In patients who are not candidates for thermal ablation, EBRT, including proton beam therapy (PBT) and stereotactic body radiation therapy (SBRT) delivered in several sessions, is another method of achieving durable control. In contrast to ablation, EBRT can be used for central tumors and for tumors adjacent to vascular structures. There is no size limit if there is sufficient uninvolved liver, although most data are for HCC <8 cm. Most data on the efficacy of SBRT are derived from studies of patients with Child-Pugh A cirrhosis. However, dose modification can be considered in those with Child-Pugh B cirrhosis.

There is recent evidence that SBRT may also be considered as a curative option in patients with smaller size tumors who are not candidates for ablation.

Systemic Therapy

Systemic therapy is currently reserved for patients with advanced, unresectable HCC who are not suitable for locoregional therapy (LRT), including patients with advanced-stage HCC (BCLC Stage C), some patients with intermediate-stage HCC (BCLC Stage B), and patients with disease progression despite LRT. It is generally reserved for patients with preserved liver function (Child-Pugh A or well-selected Child-Pugh B cirrhosis) and good performance status (ECOG PS 0-1). In clinical practice, systemic therapy can be administered by hepatologists or oncologists depending on available expertise locally. However, the use of systemic therapy is best performed in a multidisciplinary manner, since both severity of liver disease and HCC tumor burden are considerations.
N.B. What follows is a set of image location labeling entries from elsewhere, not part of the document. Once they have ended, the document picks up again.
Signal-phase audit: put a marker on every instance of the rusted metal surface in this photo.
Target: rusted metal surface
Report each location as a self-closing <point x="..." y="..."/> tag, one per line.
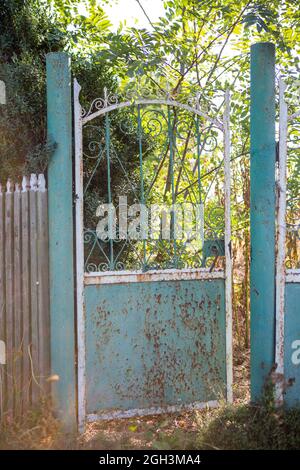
<point x="159" y="275"/>
<point x="154" y="344"/>
<point x="292" y="344"/>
Patients with advanced HCC with CTP-A cirrhosis should be offered atezolizumab plus bevacizumab OR durvalumab plus tremelimumab as preferred first-line treatments. Patients should undergo assessment of clinically significant portal hypertension by appropriate providers (including possible consideration of EGD) prior to atezolizumab plus bevacizumab.
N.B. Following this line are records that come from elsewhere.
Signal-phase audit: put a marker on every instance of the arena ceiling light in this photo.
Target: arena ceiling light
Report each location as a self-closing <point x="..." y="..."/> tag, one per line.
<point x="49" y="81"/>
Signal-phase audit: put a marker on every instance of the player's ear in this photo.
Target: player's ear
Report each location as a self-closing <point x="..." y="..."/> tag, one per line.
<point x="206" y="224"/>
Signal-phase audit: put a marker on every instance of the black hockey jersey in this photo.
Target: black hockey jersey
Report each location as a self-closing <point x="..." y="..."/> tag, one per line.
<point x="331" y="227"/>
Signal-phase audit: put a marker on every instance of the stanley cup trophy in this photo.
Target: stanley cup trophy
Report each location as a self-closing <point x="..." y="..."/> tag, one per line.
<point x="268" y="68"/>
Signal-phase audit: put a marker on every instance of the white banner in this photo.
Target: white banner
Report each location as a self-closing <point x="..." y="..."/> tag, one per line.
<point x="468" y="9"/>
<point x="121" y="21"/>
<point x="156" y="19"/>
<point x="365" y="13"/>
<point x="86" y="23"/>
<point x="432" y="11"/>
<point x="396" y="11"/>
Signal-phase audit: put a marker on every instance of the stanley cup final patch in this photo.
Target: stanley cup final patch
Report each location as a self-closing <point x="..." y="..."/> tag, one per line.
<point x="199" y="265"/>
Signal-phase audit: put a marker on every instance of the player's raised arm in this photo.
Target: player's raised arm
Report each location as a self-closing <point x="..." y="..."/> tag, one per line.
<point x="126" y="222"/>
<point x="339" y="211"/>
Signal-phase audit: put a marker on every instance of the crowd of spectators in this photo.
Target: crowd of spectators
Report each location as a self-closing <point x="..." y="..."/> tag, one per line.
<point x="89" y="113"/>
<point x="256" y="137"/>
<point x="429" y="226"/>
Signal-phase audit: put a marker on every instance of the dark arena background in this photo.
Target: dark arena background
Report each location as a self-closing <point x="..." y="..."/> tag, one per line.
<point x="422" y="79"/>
Further details on systemic therapy can be found on the National Oncology Clinical Pathways SharePoint (only available to internal VA Users)Link will take you outside the VA website. VA is not responsible for the content of the linked site..

Advance Care Planning

Advance care planning should be offered to all patients receiving palliative-intent therapy or best supportive care for HCC, regardless of transplant eligibility. Advance care planning may be considered for patients with multifocal HCC or those in evaluation for liver transplantation. Both the diagnosis of liver cancer and the process of liver transplant evaluation and listing involve considerable uncertainty and may be accompanied by significant physical, psychological, and spiritual challenges that can be explored and addressed through advance care planning.